Since you've been persistently sore and having the bleeding, I'd suggest you take a pass on intercourse and vaginal entry full stop until you find the cause, however.
You say the sex doesn't hurt, but I'm also wondering if it does feel really good? Obviously, the goal with sex isn't just for it not to hurt: whatever you're doing should feel not even just good, but great, for both partners. If it doesn't -- in general, or at certain times -- then you'll need to make some adjustments, whether that means changing positions, how aggressive you and yours may be having it, or the depth of the intercourse or just doing other activities entirely.

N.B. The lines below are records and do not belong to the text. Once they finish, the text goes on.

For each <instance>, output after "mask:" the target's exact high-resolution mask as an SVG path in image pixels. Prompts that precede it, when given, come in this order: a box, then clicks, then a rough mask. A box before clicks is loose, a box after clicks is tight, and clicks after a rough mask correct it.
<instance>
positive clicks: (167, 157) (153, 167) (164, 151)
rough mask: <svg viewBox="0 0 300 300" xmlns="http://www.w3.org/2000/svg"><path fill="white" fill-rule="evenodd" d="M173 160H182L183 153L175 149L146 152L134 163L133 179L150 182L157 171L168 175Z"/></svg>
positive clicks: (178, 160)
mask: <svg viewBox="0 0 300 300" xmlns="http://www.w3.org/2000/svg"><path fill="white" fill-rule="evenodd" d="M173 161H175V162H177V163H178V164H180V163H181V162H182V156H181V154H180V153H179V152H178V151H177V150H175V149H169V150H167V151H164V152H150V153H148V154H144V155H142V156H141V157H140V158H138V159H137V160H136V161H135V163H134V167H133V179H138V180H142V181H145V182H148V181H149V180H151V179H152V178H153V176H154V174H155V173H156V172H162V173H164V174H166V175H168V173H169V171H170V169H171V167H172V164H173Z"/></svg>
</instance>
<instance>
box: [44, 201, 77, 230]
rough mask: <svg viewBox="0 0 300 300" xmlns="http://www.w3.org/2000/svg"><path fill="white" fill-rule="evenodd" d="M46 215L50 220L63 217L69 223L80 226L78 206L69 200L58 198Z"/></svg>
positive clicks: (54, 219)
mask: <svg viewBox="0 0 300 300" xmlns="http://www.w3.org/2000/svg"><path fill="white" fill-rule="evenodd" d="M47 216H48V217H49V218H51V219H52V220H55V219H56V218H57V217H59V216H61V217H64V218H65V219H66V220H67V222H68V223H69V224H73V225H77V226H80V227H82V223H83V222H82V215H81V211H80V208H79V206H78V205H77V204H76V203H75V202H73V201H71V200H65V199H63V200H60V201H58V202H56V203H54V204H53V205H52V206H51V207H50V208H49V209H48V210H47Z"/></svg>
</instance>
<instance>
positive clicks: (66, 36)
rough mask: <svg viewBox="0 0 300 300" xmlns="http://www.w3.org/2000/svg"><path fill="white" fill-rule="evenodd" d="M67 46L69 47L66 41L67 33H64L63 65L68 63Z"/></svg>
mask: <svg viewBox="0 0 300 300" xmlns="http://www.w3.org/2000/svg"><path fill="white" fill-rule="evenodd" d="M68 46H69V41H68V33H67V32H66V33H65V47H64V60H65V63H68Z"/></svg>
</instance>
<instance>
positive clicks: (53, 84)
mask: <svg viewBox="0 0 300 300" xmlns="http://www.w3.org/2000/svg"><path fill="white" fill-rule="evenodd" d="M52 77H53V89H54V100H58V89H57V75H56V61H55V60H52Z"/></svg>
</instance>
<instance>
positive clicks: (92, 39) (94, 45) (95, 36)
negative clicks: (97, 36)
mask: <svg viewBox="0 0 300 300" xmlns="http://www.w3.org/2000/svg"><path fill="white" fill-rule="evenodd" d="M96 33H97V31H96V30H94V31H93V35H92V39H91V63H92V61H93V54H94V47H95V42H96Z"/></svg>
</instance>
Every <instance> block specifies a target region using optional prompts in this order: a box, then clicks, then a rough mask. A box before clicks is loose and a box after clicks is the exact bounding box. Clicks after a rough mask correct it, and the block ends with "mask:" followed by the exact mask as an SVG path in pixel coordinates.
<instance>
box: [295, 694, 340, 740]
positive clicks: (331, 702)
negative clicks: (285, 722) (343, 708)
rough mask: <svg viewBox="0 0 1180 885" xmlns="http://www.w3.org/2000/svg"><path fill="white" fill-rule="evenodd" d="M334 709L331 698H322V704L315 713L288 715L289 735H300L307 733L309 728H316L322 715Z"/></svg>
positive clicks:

For now, I'd not be very worried: you have your appointment coming up, so just hold off on the vaginal sex (which means vulval stuff is fine so long as that feels good) until that appointment and relax. if the bleeding and soreness is only happening with intercourse, and not at other times, it's unlikely that it's anything super-serious.
And just in case: if your partner isn't up-to-date with his screenings -- for monogamous couples, that's a screening once every year -- now would be a good time for him to get that taken care of, too.